Text classification

Available models

All the following models includes Dropout, Pooling and Dense layers with hyperparameters tuned for reasonable performance across standard text classification tasks. If necessary, they are good basis for further performance tuning.

  • bert: a transformer classifier to fine-tune, to be instanciated by any BERT pre-trained model or transformers available on HuggingFace Hub (we have tested various BERT and RoBERTa flavors)
  • gru: two layers Bidirectional GRU
  • gru_simple: one layer Bidirectional GRU
  • bidLstm: a Bidirectional LSTM layer followed by an Attention layer
  • cnn: convolutional layers followed by a GRU
  • lstm_cnn: LSTM followed by convolutional layers
  • mix1: one layer Bidirectional GRU followed by a Bidirectional LSTM
  • dpcnn: Deep Pyramid Convolutional Neural Networks (but not working as expected - to be reviewed)

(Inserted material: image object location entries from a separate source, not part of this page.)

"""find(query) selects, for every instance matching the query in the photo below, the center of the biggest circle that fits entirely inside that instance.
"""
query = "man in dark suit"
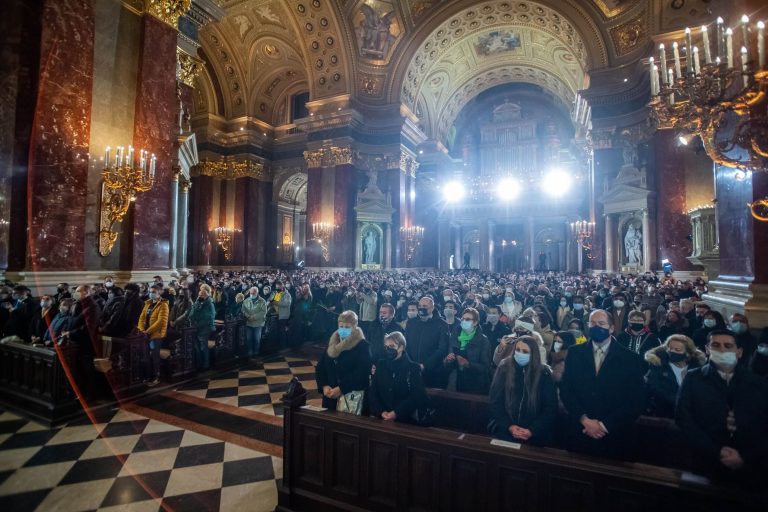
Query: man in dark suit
(602, 389)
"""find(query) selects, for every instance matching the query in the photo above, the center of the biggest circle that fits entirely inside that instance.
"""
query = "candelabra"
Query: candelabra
(411, 237)
(123, 180)
(224, 238)
(583, 231)
(323, 233)
(725, 104)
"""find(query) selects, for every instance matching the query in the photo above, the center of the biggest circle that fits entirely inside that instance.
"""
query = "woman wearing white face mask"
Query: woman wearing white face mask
(523, 399)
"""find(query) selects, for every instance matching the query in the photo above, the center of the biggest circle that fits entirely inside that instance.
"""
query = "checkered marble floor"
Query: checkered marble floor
(124, 461)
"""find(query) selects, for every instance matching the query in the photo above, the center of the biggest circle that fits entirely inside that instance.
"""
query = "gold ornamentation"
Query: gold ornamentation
(187, 67)
(232, 170)
(328, 157)
(168, 11)
(628, 36)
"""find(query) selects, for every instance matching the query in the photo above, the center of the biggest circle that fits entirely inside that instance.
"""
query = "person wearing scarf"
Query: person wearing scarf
(346, 364)
(468, 358)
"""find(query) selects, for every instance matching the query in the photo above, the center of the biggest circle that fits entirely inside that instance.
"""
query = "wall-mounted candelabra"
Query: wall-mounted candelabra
(722, 101)
(323, 232)
(123, 180)
(411, 237)
(583, 231)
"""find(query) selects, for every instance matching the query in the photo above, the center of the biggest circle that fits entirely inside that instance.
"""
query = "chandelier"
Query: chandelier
(323, 233)
(583, 231)
(123, 180)
(224, 238)
(411, 237)
(723, 101)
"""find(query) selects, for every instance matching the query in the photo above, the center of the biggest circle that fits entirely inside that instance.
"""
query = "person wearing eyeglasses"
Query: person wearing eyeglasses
(468, 358)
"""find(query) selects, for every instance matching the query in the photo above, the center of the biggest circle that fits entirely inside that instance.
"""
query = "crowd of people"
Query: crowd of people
(568, 360)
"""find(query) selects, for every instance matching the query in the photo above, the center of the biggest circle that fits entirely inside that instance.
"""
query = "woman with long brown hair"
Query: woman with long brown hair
(523, 400)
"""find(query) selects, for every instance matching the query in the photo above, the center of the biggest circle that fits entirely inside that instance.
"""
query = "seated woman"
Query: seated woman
(469, 357)
(523, 400)
(344, 367)
(397, 391)
(669, 363)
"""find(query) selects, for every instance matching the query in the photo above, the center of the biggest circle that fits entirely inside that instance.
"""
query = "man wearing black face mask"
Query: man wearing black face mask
(603, 390)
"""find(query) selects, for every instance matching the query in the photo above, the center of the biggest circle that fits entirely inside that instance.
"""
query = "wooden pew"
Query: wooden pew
(34, 382)
(335, 461)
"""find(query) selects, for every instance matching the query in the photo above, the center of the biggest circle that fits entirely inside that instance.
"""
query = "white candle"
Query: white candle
(719, 37)
(745, 76)
(676, 53)
(696, 63)
(688, 51)
(705, 42)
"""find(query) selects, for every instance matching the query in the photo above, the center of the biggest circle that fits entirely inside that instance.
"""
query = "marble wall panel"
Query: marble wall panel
(58, 166)
(156, 119)
(673, 225)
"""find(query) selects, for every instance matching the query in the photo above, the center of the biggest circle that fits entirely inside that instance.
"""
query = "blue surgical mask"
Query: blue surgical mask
(522, 359)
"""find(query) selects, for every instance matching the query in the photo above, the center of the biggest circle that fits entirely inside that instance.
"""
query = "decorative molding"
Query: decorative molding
(329, 156)
(188, 68)
(167, 11)
(628, 36)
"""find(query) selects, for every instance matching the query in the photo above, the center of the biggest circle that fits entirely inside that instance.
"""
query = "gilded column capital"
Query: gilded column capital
(167, 11)
(187, 67)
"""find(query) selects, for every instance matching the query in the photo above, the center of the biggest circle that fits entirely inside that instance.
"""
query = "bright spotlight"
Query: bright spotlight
(508, 189)
(556, 183)
(453, 191)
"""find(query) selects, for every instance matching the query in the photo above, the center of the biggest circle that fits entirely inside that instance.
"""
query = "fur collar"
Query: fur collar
(336, 345)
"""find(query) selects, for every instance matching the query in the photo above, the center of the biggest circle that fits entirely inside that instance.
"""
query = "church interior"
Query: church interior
(470, 176)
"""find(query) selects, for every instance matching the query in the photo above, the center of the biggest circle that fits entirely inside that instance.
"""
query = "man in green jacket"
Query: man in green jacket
(255, 312)
(201, 317)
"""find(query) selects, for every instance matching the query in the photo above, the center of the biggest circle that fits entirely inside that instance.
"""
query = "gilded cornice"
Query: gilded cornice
(188, 67)
(232, 170)
(329, 156)
(167, 11)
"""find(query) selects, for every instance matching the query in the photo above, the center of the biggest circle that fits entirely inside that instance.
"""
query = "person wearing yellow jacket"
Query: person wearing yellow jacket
(154, 323)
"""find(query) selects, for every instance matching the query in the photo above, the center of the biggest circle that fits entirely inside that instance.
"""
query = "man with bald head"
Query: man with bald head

Note: by default the first 300 tokens of the text to be classified are used, which is largely enough for any short text classification tasks and works fine with low profile GPU (for instance GeForce GTX 1050 Ti with 4 GB memory). For taking into account a larger portion of the text, modify the config model parameter maxlen. However, using more than 1000 tokens for instance requires a modern GPU with enough memory (e.g. 10 GB).